Я понимал, почему так колеблюсь. И в девять лет я понимал, что не смогу быть вором. Мой сосед по детской лестничной клетке, мелкий мерзавчик со старческими ужимками, выносил во двор пятирублевую бумажку, взятую из батиного пальто. Он говорил: там много было, батя не заметит. Мы шли в булочную и получали по стакану молочного коктейля, упаковке хлебных палочек, и денег еще оставалось невероятно много, мелочь паренек раздаривал. На один бумажный рубль мы приобрели у солдат, а наши детские дворы были окружены солдатскими частями, целую горсть холостых патронов. Может, эти патроны были сделаны только для шума, но из костра, разведенного за гаражами в логове, засыпанном многолетней листвой и пустыми бутылками, раскаленные гильзы вылетали с нешуточной угрозой. То, что мой сосед ворует деньги, вызывало у меня какую-то нехорошую муку, будто это была неалиментарная изжога, блуждающая по какому-то другому пути вне пищевода от живота до гортани.

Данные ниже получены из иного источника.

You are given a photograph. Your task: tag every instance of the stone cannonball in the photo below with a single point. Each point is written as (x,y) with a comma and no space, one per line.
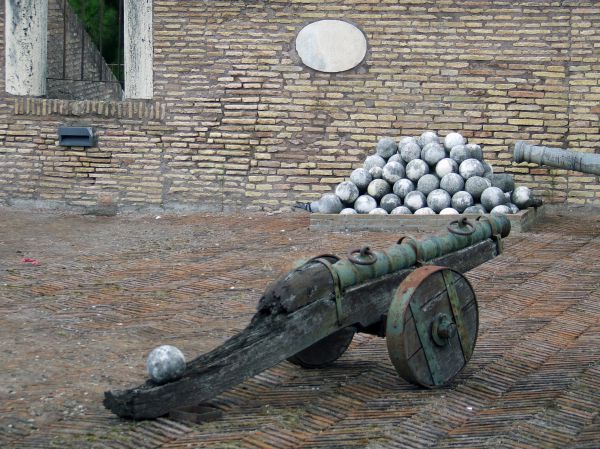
(427,184)
(504,181)
(378,211)
(492,197)
(376,172)
(476,185)
(416,169)
(459,154)
(521,197)
(386,147)
(397,158)
(378,188)
(424,211)
(445,166)
(410,151)
(470,167)
(392,172)
(401,210)
(361,178)
(374,160)
(488,170)
(438,200)
(452,183)
(403,186)
(475,209)
(347,192)
(461,200)
(390,202)
(501,209)
(453,139)
(406,139)
(432,153)
(330,203)
(415,200)
(474,151)
(449,211)
(365,204)
(165,363)
(513,208)
(428,137)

Сам воришка очень любил привлекать к себе больше жалости, было известно, с какой краткой суровостью к нему относятся в семье, воспитывающей младшего ребенка. Похоже, что от его ловкости действительно зависел его обед, потому что на улице его можно было встретить в любой момент. У всех в нашем дворе, хотя и мало его любили, пойти погулять означало — погулять с ним. Он живо говорил пустые фразы, не доводя их до конца, но истомленно поглаживал бок и начинал посвистывать или с причмокиванием посасывать зуб: «Что-то у меня тут прихватило!» Кто-то осведомленный трогал его бок и серьезно советовал пойти к врачу. На это мой девятилетний ровесник говорил: «Да подвздошную защемило! Я врачам не верю. А это уже печенка занялась». Мы привыкли, что тема меняется, стоит только кому-то его ободрить или пожалеть, и время от времени кто-то это делал. Иногда его рука описывала такие же движения, по которым во мне ходила моя изжога. Может быть, доверяя его боли, я сам начинал ее чувствовать, и идея воровства быстро приводит меня к тошноте. Но, не могу помнить, говорил ли я это когда-нибудь, — совсем другое дело, когда присваиваешь вещь, которая как будто всегда тебе принадлежала. Это обратный ход памяти, который столько определяет во мне: не помню, была ли вещь моей, но точно чувствую, что — моя.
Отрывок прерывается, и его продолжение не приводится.